Although Walker Percy named many influences on his work and critics have zeroed in on Kierkegaard in particular, no one has considered his intentional the nineteenth-century Russian novelist Fyodor Dostoevsky. In a study that revives and complicates notions of adaptation and influence, Jessica Hooten Wilson details the long career of Walker Percy. Walker Percy, Fyodor Dostoevsky, and the Search for Influence demonstrates—through close reading of both writers’ works, examination of archival materials, and biographical criticism—not only how pervasive and inescapable Dostoevsky’s influence was but also how necessary it was to the distinctive strengths of Percy’s fiction.
From Dostoevsky, Percy learned how to captivate his non-Christian readership with fiction saturated by a Christian vision of reality. Not only was his method of imitation in line with this Christian faith but also the aesthetic mode and very content of his narratives centered on his knowledge of Christ.

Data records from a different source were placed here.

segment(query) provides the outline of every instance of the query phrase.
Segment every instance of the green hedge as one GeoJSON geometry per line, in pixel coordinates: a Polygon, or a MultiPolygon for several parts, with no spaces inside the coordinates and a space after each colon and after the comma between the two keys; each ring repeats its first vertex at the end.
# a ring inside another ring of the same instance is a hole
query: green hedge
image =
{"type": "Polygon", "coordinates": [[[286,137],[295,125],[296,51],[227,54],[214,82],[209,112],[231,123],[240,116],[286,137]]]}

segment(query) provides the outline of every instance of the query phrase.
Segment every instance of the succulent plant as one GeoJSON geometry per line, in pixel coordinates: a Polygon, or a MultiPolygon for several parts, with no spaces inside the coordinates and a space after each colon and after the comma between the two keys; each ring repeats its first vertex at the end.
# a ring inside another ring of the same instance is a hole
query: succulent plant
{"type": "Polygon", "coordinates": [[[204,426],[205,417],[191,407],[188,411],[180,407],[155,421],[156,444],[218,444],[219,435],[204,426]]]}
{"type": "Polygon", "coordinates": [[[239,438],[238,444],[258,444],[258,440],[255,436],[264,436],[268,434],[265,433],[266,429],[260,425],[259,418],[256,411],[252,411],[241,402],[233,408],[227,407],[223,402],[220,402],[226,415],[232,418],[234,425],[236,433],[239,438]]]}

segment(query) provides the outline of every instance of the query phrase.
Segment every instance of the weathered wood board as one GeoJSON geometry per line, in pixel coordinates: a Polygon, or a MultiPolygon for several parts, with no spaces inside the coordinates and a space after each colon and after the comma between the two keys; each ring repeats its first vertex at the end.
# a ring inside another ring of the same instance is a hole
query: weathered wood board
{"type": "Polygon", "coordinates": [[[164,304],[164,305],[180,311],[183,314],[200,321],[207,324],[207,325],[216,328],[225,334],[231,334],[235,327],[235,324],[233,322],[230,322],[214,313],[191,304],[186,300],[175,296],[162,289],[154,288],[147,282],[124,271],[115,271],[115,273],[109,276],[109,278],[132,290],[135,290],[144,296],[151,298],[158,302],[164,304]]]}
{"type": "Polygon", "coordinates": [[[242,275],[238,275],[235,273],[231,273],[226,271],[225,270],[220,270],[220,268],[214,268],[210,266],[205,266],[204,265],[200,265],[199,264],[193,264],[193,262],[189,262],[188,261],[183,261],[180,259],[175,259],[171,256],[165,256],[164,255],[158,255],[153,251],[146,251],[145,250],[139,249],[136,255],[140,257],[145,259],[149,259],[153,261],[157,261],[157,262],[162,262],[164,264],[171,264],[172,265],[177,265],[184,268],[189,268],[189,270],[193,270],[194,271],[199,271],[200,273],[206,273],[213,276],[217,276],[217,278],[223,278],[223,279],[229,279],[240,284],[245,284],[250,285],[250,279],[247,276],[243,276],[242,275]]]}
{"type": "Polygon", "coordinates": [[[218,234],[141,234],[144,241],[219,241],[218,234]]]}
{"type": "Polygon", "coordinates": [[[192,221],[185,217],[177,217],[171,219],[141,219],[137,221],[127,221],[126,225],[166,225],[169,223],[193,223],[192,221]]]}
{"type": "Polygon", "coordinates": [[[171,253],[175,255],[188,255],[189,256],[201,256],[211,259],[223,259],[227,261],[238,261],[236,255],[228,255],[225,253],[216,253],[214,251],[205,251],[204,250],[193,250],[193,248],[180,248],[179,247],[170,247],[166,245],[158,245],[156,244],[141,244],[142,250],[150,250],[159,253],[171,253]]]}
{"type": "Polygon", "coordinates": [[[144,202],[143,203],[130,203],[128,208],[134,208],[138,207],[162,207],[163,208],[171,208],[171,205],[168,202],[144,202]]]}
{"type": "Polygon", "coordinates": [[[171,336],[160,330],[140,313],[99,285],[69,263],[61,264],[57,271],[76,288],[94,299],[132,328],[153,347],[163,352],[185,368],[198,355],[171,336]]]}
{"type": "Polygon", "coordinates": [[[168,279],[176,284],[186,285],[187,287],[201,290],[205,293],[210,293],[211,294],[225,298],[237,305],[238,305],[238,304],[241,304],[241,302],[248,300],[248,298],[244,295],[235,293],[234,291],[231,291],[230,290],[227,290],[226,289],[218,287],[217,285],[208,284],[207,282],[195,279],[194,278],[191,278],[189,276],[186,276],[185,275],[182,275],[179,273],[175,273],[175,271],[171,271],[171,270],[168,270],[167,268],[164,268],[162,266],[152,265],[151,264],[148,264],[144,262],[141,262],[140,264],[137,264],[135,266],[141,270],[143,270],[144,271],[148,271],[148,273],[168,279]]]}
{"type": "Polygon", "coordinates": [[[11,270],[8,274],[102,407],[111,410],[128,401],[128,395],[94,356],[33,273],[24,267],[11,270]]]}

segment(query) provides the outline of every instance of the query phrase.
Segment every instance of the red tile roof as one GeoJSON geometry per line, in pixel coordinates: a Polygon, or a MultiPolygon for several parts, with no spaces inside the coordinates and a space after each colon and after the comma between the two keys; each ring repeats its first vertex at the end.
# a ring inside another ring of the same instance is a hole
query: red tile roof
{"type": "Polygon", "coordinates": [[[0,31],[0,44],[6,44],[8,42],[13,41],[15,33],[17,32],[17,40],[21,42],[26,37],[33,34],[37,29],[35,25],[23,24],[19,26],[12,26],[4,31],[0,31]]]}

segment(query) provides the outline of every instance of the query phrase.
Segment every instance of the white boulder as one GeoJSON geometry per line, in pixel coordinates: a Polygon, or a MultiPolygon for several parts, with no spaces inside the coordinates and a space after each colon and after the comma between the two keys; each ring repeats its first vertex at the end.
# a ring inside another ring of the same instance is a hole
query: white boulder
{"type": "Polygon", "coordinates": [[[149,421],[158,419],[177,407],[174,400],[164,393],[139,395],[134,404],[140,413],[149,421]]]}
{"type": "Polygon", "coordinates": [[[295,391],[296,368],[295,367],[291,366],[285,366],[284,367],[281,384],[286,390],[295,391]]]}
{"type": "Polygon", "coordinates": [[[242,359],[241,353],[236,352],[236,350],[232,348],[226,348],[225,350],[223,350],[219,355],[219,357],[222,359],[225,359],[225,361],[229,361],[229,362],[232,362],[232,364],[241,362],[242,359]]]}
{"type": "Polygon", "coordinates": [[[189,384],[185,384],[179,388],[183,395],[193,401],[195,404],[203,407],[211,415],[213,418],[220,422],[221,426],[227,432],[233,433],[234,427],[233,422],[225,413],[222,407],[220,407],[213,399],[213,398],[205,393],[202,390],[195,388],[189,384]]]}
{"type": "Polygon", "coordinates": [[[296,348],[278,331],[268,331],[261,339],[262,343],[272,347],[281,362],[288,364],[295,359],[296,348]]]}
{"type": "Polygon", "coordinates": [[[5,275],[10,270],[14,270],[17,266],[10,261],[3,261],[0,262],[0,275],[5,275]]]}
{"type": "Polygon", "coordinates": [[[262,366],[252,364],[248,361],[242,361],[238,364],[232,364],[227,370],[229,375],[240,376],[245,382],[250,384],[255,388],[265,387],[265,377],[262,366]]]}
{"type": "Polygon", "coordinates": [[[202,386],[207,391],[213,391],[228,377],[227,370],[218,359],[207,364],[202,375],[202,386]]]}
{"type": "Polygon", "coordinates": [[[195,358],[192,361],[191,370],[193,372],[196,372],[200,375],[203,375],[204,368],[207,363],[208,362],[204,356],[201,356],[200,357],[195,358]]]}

The influence of Dostoevsky on Percy, then, becomes significant as a modern case study for showing the illusion of artistic autonomy and long-held, Romantic assumptions about artistic originality. Ultimately, Wilson suggests, only by studying the good that came before can one translate it in a new voice for the here and now.
I have only read one of Walker Percy’s novels, and Dr. Wilson’s book,”Walker Percy, Fyodor Dostoevsky, and the Search for Influence,” makes me crave the rest.
Dr. Wilson walks through each of Percy’s novels and analyzes the way he uses Dostoevsky’s ideas and story structures. The book criticizes the modern literary trend that art must come from the absolute originality of the artist and instead argues that the use of literary influences that shape modern novels should be celebrated and encouraged.
Her book is filled with rich Christian insight and stirs up a calling for current novelists to echo and develop the ideas and stories of those who came before them.